Let $X_1,\ldots,X_n \sim$ iid discrete uniform $\{1,\ldots,n\}$. We want to compute the distribution of $$X_{(n)}:=\max{\{X_1,\ldots,X_n\}}$$

Approach 1 Direct mass function calculation

$$P\{X_{(n)}=y\}=n \cdot \frac{1}{N} \cdot \left(\frac{y}{N}\right)^{n-1}$$

Approach 2 Via distribution function

$$P\{X_{(n)}=y\}=P\{X_{(n)} \leq y\} - P\{X_{(n)} \leq y-1\}=\left(\frac{y}{N}\right)^n - \left(\frac{y-1}{N}\right)^n$$

I'm getting two different answers in 2 different approaches!!!! I know that the 2nd answer is correct, but what is wrong with approach 1?

1

There are 1 best solutions below

0
On BEST ANSWER

In approach 1 you suppose that one of $X_1,\ldots, X_n$ can take value $y$ and the rest values are less or equal than $y$. But the events $$ A_1=\{X_1=y, X_2\leq y,\ldots,X_n\leq y\}, $$ $$ A_2=\{X_2=y, X_1\leq y, X_3\leq y,\ldots,X_n\leq y\}, $$ $$\ldots$$ $$ A_n=\{X_n=y, X_1\leq y, \ldots,X_{n-1}\leq y\} $$ are not mutually disjoint. Indeed, the event $\{X_1=\ldots=X_n=y\}$ is a subset of all these events.
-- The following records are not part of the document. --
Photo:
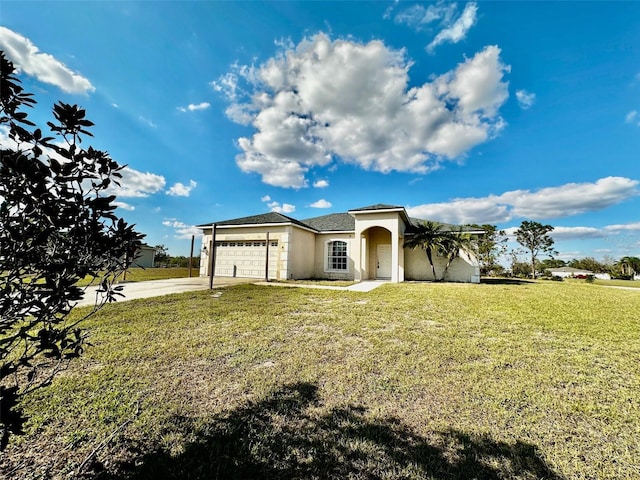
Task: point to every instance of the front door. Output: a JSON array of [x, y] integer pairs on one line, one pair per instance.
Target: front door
[[383, 261]]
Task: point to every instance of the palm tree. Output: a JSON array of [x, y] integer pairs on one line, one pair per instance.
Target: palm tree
[[427, 235], [453, 243]]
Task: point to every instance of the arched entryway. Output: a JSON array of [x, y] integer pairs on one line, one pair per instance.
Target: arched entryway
[[378, 260]]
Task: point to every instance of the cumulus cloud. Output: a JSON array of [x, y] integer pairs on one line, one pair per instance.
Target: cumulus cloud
[[192, 108], [182, 190], [551, 202], [577, 233], [322, 203], [525, 99], [420, 17], [124, 206], [456, 31], [570, 199], [284, 208], [29, 59], [324, 101], [137, 184], [181, 229], [462, 211], [625, 227], [277, 207]]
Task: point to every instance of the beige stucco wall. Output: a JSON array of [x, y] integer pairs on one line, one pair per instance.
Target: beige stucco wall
[[320, 255], [417, 267], [369, 228], [301, 254]]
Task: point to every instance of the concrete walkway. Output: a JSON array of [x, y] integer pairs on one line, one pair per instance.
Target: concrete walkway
[[158, 288], [364, 286]]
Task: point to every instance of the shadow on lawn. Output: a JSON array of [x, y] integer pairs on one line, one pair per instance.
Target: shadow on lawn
[[281, 438]]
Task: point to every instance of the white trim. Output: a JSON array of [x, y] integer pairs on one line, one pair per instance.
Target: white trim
[[326, 255]]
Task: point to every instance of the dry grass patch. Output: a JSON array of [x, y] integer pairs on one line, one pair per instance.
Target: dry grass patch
[[441, 381]]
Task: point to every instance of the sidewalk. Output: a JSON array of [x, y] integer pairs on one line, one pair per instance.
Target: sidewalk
[[363, 286]]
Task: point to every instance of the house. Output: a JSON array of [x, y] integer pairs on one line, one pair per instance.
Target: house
[[361, 244], [570, 272]]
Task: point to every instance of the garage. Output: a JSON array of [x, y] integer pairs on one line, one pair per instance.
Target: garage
[[246, 258]]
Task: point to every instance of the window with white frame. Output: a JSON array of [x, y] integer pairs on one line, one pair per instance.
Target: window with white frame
[[336, 256]]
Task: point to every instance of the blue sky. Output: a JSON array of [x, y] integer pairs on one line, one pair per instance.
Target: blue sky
[[484, 112]]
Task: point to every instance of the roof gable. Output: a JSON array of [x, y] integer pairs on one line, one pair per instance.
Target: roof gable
[[377, 206], [264, 218]]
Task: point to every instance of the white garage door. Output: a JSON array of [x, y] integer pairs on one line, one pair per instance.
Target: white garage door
[[246, 258]]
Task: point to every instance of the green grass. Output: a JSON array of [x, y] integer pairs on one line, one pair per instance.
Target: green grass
[[145, 274], [441, 381]]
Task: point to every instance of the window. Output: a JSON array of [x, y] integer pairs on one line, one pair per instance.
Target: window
[[337, 256]]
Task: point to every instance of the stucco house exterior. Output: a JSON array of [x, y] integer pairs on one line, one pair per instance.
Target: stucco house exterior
[[361, 244]]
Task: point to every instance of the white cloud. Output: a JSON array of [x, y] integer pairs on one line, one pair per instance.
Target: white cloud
[[284, 208], [525, 99], [572, 233], [571, 198], [182, 190], [322, 203], [462, 211], [181, 229], [626, 227], [276, 207], [28, 58], [456, 31], [326, 101], [419, 17], [632, 118], [192, 108], [137, 184], [124, 206], [551, 202]]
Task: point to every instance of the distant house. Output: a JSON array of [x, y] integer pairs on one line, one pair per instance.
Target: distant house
[[361, 244], [570, 272], [145, 257]]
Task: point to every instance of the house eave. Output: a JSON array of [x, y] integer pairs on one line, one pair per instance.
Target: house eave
[[256, 225]]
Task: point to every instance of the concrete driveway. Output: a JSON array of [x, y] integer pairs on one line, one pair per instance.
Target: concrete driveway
[[157, 288]]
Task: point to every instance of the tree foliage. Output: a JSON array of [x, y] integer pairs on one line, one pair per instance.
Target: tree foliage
[[589, 263], [534, 237], [57, 226], [433, 237]]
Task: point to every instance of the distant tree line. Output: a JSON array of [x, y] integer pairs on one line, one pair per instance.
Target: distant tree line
[[535, 240]]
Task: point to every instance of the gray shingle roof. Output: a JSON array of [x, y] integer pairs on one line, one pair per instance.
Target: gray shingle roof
[[377, 206], [271, 217], [334, 222]]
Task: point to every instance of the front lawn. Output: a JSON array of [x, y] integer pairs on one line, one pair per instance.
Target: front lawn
[[440, 381], [145, 274]]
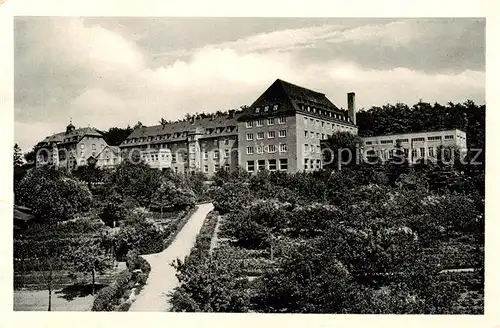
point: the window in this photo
(272, 165)
(283, 164)
(250, 166)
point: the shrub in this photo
(108, 297)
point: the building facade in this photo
(283, 128)
(416, 146)
(205, 144)
(75, 147)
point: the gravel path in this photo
(162, 280)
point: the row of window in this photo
(321, 124)
(415, 152)
(266, 108)
(283, 148)
(312, 149)
(390, 141)
(319, 111)
(270, 164)
(310, 164)
(82, 146)
(270, 121)
(270, 135)
(176, 135)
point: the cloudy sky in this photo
(106, 72)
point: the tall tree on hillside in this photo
(18, 157)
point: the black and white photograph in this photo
(249, 165)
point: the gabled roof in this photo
(290, 99)
(68, 137)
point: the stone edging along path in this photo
(162, 280)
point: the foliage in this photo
(52, 194)
(109, 297)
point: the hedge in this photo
(108, 298)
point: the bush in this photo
(52, 194)
(108, 297)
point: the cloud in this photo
(65, 68)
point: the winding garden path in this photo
(162, 280)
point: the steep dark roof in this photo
(291, 99)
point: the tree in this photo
(341, 149)
(91, 256)
(52, 194)
(138, 125)
(18, 157)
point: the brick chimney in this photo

Therefore $$ \mathbb P\{X_{(n)}=y\}=\mathbb P\{A_1 \cup\ldots\cup A_n\}\color{red}{\neq} \mathbb P\{A_1\}+\ldots+\mathbb P\{A_n\}=\underbrace{\frac{1}{N}\left(\frac{y}{N}\right)^{n-1}+\ldots+\frac{1}{N}\left(\frac{y}{N}\right)^{n-1}}_n. $$ If you want to use approach 1, you either can use inclusion exclusion formula or separate the values are equal $y$ from the values which are less that $y$. Say, let $$ B_k=\{X_{(n-k)}\leq y-1, X_{(n-k+1)}=\ldots=X_{(n)}=y\}. $$ This event means that exactly $k$ values in $X_1,\ldots,X_n$ are equal to $y$, and the rest $n-k$ values are strictly less than $y$. Then $$ \mathbb P\{X_{(n)}=y\}=\mathbb P\{B_1 \cup\ldots\cup B_n\} = \sum_{k=1}^n \mathbb P\{B_k\} = \sum_{k=1}^n \binom{n}{k} \left(\frac{1}{N}\right)^k \left(\frac{y-1}{N}\right)^{n-k}. $$ Note that this answer coincides with the answer in approach 2.